Tuesday, September 11, 2012

What is a Laboratory?

     Last week's readings and Knorr-Cetina's, "What Is a Laboratory?" drew my attention to how we see laboratories as places of power. My mental image of a laboratory is greatly influenced by the stereotypical images presented in Hollywood movies and childhood cartoons. I had never considered how laboratories have developed into the environments they are today. I am assuming that the history of laboratories is not necessarily common knowledge. As Knorr-Cetina and our readings from last week have noted, their mysterious intrigue and separation from society is partly how laboratories have earned respect and become places of power. This purposeful distance places laboratories and scientists in a world to which the rest of us have not gained access. Knorr-Cetina's description of how doctors in the past would discuss a patient's case in Latin before reaching a final judgment is similar to how scientists behave today, using technical jargon to discuss their research and findings.

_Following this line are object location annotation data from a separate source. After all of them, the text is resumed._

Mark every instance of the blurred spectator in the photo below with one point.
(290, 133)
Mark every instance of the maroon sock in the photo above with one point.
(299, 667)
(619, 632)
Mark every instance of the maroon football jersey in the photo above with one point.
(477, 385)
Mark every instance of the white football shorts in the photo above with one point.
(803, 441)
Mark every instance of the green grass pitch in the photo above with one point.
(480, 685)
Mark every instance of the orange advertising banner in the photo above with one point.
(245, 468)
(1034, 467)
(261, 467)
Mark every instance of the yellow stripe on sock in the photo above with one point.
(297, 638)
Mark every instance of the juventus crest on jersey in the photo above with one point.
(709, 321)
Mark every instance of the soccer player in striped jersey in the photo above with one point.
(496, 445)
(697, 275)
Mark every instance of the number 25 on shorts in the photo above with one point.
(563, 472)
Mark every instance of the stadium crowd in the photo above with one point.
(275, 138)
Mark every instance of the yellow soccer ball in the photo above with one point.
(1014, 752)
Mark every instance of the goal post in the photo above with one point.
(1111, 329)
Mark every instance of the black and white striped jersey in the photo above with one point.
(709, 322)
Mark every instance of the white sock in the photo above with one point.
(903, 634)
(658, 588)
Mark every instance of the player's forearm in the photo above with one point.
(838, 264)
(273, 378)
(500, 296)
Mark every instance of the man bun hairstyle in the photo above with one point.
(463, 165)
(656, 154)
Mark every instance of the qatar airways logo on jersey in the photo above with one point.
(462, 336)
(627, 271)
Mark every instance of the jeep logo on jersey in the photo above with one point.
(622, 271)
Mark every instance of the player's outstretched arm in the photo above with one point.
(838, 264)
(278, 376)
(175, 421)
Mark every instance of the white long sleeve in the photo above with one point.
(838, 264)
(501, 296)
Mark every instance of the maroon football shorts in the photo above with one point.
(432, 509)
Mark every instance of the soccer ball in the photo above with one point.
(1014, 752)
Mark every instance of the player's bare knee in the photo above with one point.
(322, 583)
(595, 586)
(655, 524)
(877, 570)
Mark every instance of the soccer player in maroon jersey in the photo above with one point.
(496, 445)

    Science has remained a great mystery to me ever since the disaster of high school Chemistry. When my pre-med friends would discuss the material they were learning in Biology, Orgo, or Neuro-something-or-other my brain would instinctually filter out their conversation, only tuning back in when I could understand what they were saying. I did not learn to fix this habit until one of my friends felt sorry for me one time and explained the conservation to me using examples. It took time, but by the end of conversation I was hooked.

     I was wondering whether such separation is necessary - why not present scientific work so that everybody can understand it? By doing so, would that not eliminate the misinterpretation of their findings and subsequent creation of false claims that can be quickly spread by the media? Personally, I would not think any less of scientists if their reports were written in an understandable form of English. Laboratories would still maintain their powerful persona as the testing ground where scientists "improve upon natural orders." Let the laboratories remain separated, but help us understand the work produced there.